No doubt, a lot of weight up front with a "flimsy" arrow being shot fast can have its consequences. However, a heavy arrow with minimal FOC to absorb more of the bows energy to get it moving matters most. It won't flex the same as a higher FOC. If shooting a lighter arrow, defiantly go with a stiffer spine. If shooting for more FOC, go with a stiffer spine.


----------



## KineKilla (Jan 28, 2011)

Thread resurrection....

As I am new to archery and am working my way up in draw weight, have any of you used a spine that is the next level stiffer in anticipation of being at that draw weight in the future?
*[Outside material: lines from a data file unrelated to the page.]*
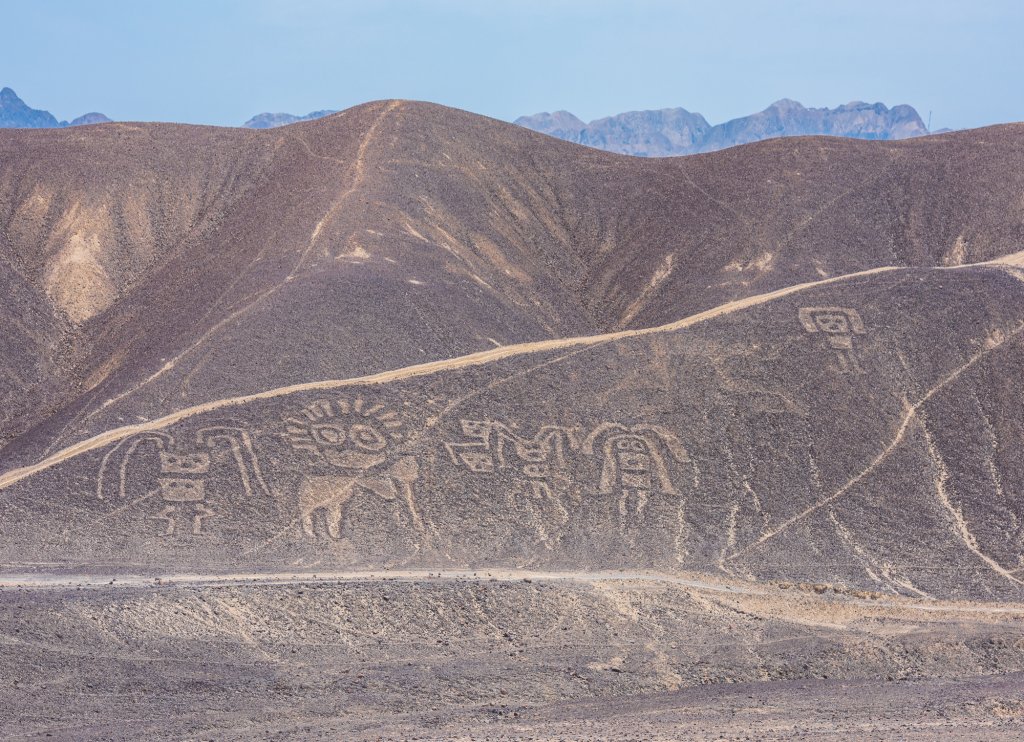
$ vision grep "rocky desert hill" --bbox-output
[0,101,1024,739]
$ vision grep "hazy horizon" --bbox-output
[0,0,1024,129]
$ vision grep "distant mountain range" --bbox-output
[0,88,944,157]
[0,88,110,129]
[242,111,338,129]
[514,99,929,157]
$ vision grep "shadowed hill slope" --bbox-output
[0,258,1024,601]
[6,101,1024,463]
[0,101,1024,739]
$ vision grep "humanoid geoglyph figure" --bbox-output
[799,307,864,374]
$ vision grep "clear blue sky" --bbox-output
[0,0,1024,129]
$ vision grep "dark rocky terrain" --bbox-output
[0,101,1024,739]
[515,99,929,158]
[0,88,110,129]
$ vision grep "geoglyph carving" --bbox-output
[799,307,865,374]
[96,427,270,536]
[284,397,423,538]
[444,420,689,522]
[583,423,690,520]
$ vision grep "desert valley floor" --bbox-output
[0,100,1024,740]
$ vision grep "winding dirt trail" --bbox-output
[0,266,897,490]
[0,257,1024,490]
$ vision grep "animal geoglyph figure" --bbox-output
[284,398,423,538]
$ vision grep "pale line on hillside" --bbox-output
[919,413,1024,584]
[726,319,1024,582]
[299,100,403,272]
[615,253,675,330]
[0,266,901,489]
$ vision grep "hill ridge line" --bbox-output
[0,253,1024,490]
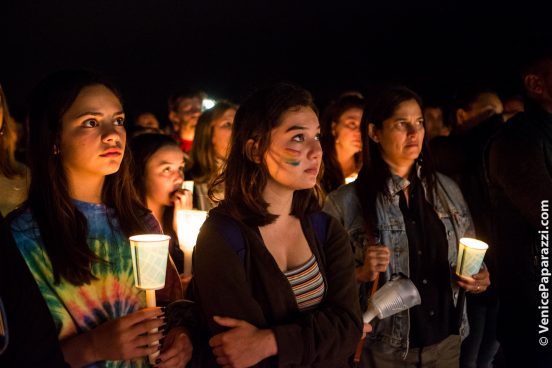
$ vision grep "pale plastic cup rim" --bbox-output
[128,234,171,243]
[460,238,489,250]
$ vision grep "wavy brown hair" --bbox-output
[209,83,322,226]
[25,70,149,285]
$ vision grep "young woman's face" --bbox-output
[212,109,236,159]
[370,100,425,165]
[333,108,362,156]
[59,84,126,183]
[265,107,322,190]
[145,146,184,206]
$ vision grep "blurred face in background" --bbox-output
[212,109,236,160]
[332,108,362,156]
[368,100,425,171]
[424,106,450,139]
[145,145,184,208]
[135,112,159,131]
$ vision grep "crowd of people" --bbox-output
[0,49,552,368]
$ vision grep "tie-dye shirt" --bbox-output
[11,200,161,368]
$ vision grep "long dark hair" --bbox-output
[209,83,322,226]
[320,92,364,193]
[355,86,435,235]
[26,70,148,285]
[0,85,25,179]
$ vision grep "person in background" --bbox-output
[186,101,238,211]
[130,133,192,273]
[321,92,364,193]
[168,89,206,154]
[132,112,161,136]
[486,49,552,368]
[193,84,362,368]
[0,85,29,217]
[0,70,192,367]
[502,94,525,121]
[324,87,490,368]
[424,104,450,141]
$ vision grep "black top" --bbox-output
[193,203,362,368]
[399,175,458,347]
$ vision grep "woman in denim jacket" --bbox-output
[324,87,490,368]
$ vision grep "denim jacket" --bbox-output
[324,170,474,355]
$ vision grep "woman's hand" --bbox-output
[155,327,193,368]
[356,245,390,282]
[180,274,192,295]
[209,316,278,368]
[361,323,372,339]
[91,308,165,361]
[457,265,491,294]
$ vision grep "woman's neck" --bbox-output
[336,146,358,178]
[383,157,414,179]
[146,198,165,227]
[67,174,105,203]
[263,179,294,218]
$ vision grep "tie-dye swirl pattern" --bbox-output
[11,201,160,368]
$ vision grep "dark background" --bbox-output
[0,0,552,125]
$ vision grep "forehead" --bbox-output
[340,107,362,119]
[66,84,122,116]
[391,99,422,117]
[178,97,201,109]
[149,146,184,164]
[275,106,320,130]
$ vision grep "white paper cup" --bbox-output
[129,234,171,290]
[456,238,489,277]
[182,180,194,194]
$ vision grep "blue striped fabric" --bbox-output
[284,255,326,311]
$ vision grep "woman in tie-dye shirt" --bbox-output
[3,71,191,367]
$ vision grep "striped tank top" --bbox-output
[284,255,326,311]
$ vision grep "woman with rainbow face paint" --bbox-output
[193,84,362,368]
[2,70,191,367]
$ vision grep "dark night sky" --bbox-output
[0,0,552,125]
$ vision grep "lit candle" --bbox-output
[176,210,207,276]
[129,234,171,364]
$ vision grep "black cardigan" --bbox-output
[193,207,362,368]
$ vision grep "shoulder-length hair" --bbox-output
[209,83,322,226]
[129,133,180,206]
[320,92,364,193]
[26,70,148,285]
[354,86,435,234]
[0,85,25,179]
[190,101,238,183]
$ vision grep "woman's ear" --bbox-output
[245,138,261,164]
[368,123,379,143]
[331,121,337,138]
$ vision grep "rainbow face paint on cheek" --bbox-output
[285,158,301,166]
[283,148,301,167]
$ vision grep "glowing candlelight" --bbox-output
[176,210,207,276]
[129,234,171,364]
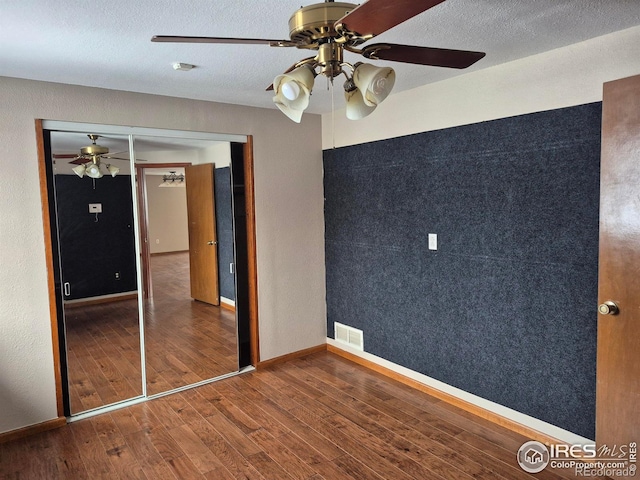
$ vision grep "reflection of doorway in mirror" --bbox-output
[137,141,238,395]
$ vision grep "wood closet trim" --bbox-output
[243,135,260,366]
[36,119,64,417]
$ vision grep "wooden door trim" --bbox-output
[36,119,64,417]
[136,165,153,300]
[243,135,260,366]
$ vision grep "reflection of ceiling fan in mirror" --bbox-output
[151,0,485,123]
[53,134,144,178]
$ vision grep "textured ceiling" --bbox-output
[0,0,640,113]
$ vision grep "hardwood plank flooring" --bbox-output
[65,252,238,414]
[0,352,604,480]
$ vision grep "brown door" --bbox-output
[185,163,220,305]
[596,75,640,454]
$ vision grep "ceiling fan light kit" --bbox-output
[151,0,485,123]
[71,134,120,179]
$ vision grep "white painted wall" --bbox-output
[0,77,326,433]
[147,178,189,255]
[322,26,640,149]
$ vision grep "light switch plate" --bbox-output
[429,233,438,250]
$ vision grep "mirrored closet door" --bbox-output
[44,122,245,416]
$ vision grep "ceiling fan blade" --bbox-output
[151,35,298,47]
[335,0,444,36]
[102,155,149,163]
[362,43,486,68]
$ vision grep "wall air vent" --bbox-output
[333,322,364,351]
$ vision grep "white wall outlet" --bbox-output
[429,233,438,250]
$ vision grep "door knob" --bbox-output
[598,300,620,315]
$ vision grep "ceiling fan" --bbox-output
[52,133,146,178]
[151,0,485,123]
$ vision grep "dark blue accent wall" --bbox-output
[215,167,236,300]
[55,175,137,300]
[324,103,601,438]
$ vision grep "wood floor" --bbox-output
[0,352,604,480]
[65,252,238,413]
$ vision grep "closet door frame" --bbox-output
[35,119,260,421]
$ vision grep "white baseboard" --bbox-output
[327,338,594,445]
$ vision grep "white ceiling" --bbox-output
[0,0,640,113]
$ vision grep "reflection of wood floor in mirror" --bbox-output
[65,252,238,413]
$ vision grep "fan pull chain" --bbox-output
[330,77,336,150]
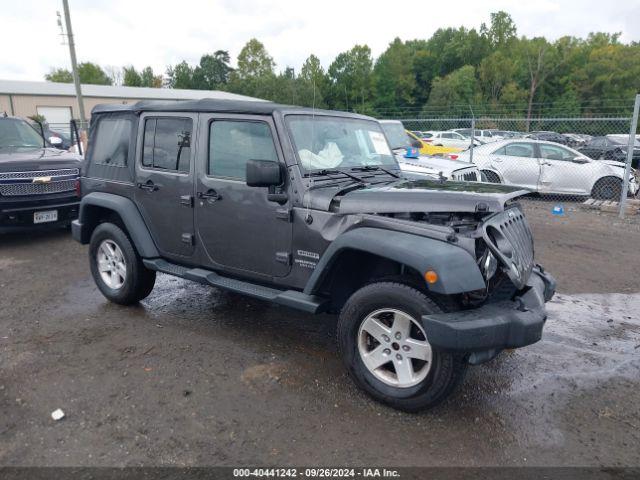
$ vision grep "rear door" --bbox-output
[195,114,292,277]
[135,113,197,259]
[491,142,540,191]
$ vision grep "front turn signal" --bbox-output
[424,270,438,285]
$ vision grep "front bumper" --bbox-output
[422,267,556,363]
[0,197,80,233]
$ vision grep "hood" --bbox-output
[0,148,82,172]
[305,179,529,214]
[396,155,477,177]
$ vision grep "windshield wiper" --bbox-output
[305,168,367,183]
[351,165,400,178]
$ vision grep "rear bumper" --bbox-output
[422,267,556,363]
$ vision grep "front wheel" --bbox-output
[338,282,466,412]
[591,177,622,200]
[89,223,156,305]
[482,170,501,183]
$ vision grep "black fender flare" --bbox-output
[304,227,486,295]
[72,192,160,258]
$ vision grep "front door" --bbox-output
[195,114,292,277]
[491,142,540,191]
[135,113,197,260]
[539,143,594,195]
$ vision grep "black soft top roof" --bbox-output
[91,98,372,120]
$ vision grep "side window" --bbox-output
[504,143,535,158]
[91,117,133,167]
[493,147,507,155]
[142,118,193,173]
[207,120,278,180]
[540,144,575,161]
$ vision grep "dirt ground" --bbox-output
[0,207,640,466]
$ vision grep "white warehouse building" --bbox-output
[0,80,258,126]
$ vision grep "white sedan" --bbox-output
[458,139,638,200]
[422,130,480,150]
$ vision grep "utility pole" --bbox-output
[62,0,87,127]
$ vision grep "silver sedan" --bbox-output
[458,139,638,200]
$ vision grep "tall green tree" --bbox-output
[44,62,113,85]
[428,65,478,110]
[167,60,193,89]
[372,38,416,112]
[122,65,142,87]
[140,67,162,88]
[235,38,276,80]
[328,45,373,113]
[193,50,233,90]
[296,54,329,108]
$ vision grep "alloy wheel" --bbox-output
[358,308,433,388]
[96,240,127,290]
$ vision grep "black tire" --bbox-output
[338,282,467,412]
[89,223,156,305]
[591,177,622,200]
[482,170,502,183]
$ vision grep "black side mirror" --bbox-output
[247,160,282,187]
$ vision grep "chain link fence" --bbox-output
[398,109,640,217]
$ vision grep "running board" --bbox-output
[142,258,329,313]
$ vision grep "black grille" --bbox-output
[483,208,534,289]
[0,180,76,197]
[0,168,79,180]
[454,170,478,182]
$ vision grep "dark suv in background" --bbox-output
[0,116,83,233]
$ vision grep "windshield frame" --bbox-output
[283,112,400,176]
[0,117,47,150]
[380,122,418,150]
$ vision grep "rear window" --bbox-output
[142,117,193,173]
[91,117,133,167]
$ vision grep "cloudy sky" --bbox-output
[0,0,640,80]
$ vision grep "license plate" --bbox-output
[33,210,58,223]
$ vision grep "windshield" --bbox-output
[287,115,397,171]
[380,123,411,150]
[0,118,43,148]
[609,135,640,147]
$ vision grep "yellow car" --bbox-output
[405,130,462,157]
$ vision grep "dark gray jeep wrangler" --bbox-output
[72,100,555,411]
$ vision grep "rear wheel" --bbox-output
[89,223,156,305]
[338,282,466,412]
[591,177,622,200]
[482,170,502,183]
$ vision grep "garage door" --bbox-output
[37,107,71,134]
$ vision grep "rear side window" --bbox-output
[91,117,133,167]
[142,117,193,173]
[208,120,278,180]
[493,143,535,158]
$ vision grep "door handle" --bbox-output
[198,188,222,202]
[136,180,160,192]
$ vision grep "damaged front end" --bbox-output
[422,205,556,364]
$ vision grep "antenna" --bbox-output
[303,78,316,223]
[56,10,68,45]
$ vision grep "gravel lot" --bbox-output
[0,202,640,466]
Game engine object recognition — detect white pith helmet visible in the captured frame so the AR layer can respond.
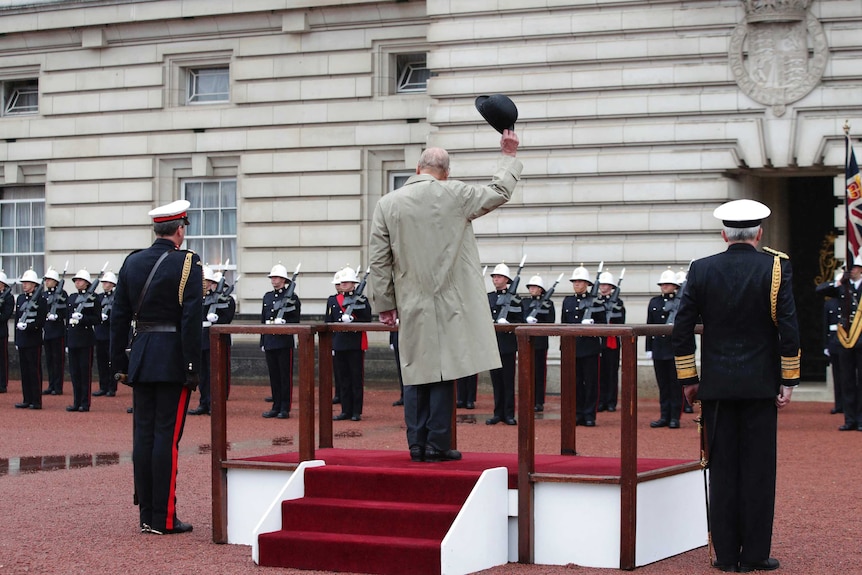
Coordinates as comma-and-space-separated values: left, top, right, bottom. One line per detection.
269, 264, 290, 279
656, 269, 679, 285
569, 265, 593, 284
527, 276, 547, 291
491, 262, 512, 281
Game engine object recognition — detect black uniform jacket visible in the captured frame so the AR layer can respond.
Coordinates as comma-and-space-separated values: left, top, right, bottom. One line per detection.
260, 282, 302, 351
111, 238, 203, 383
66, 292, 102, 347
673, 243, 799, 400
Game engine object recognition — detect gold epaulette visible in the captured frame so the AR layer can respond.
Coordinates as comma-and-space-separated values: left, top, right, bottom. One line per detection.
763, 246, 790, 260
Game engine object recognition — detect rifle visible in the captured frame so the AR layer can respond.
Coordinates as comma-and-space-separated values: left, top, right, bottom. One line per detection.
69, 262, 108, 325
272, 262, 302, 324
48, 260, 69, 319
494, 254, 527, 323
524, 273, 566, 323
341, 266, 371, 315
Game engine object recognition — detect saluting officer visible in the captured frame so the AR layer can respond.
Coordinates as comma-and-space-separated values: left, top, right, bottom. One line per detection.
524, 276, 557, 411
646, 269, 682, 429
485, 263, 524, 425
0, 270, 15, 393
111, 200, 203, 535
93, 271, 117, 397
15, 270, 47, 409
42, 267, 68, 395
260, 264, 302, 419
66, 270, 102, 411
560, 266, 607, 427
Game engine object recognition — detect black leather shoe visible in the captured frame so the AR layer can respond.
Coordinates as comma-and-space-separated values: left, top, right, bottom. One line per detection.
425, 447, 461, 461
737, 557, 781, 573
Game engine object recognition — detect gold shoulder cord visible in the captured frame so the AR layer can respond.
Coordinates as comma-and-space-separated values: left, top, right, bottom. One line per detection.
177, 252, 193, 307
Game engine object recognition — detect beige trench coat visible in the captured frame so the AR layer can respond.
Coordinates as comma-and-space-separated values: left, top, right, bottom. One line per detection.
369, 156, 522, 385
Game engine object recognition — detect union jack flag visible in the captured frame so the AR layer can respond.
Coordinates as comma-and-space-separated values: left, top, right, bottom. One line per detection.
844, 137, 862, 264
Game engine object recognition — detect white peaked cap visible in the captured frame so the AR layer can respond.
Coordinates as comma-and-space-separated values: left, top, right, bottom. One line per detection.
491, 263, 512, 280
656, 270, 680, 285
569, 266, 593, 283
270, 264, 290, 281
527, 276, 547, 291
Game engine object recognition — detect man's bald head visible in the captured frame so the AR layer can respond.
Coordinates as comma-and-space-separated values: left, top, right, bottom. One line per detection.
416, 148, 449, 180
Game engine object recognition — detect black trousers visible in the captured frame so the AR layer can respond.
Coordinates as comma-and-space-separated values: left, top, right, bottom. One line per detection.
43, 337, 66, 393
18, 346, 42, 407
264, 347, 293, 411
491, 352, 516, 419
703, 398, 778, 564
69, 347, 93, 409
96, 339, 117, 392
455, 373, 479, 405
132, 382, 191, 531
404, 380, 455, 451
599, 347, 620, 408
652, 359, 682, 421
332, 349, 365, 416
575, 355, 599, 423
533, 349, 548, 405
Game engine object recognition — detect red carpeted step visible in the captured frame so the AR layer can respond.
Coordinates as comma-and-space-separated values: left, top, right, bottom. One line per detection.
258, 531, 440, 575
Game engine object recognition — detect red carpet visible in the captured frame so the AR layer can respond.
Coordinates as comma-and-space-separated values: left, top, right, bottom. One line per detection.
254, 466, 480, 575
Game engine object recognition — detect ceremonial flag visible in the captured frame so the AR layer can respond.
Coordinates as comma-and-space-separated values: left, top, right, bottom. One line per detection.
844, 136, 862, 266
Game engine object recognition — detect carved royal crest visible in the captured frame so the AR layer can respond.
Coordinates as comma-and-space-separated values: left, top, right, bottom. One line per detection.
729, 0, 828, 116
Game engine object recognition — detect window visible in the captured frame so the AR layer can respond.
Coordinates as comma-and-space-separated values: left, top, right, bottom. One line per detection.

I am currently at a 28.5" draw length, 50# (ish) draw weight shooting 5mm FMJ's with 400 Spine and 100gr tips. My arrows are cut a bit long. I'd guess my arrows are at 29" cut length which is what I asked for since I didn't want that broad head anywhere near my bow hand.

But I digress.....

Most charts put me at a 400-340 spine and anywhere in between. Definitely at a 340 once I get above 55# draw weight (which will be fairly soon if my elbow pain allows it). 

So is it going to be a big negative to start shooting the 340 spine arrows before I get to 55# ? Pros and Cons?


----------



## middlefork (Nov 2, 2008)

IMO over spined does not create problems. Under spinded will.


----------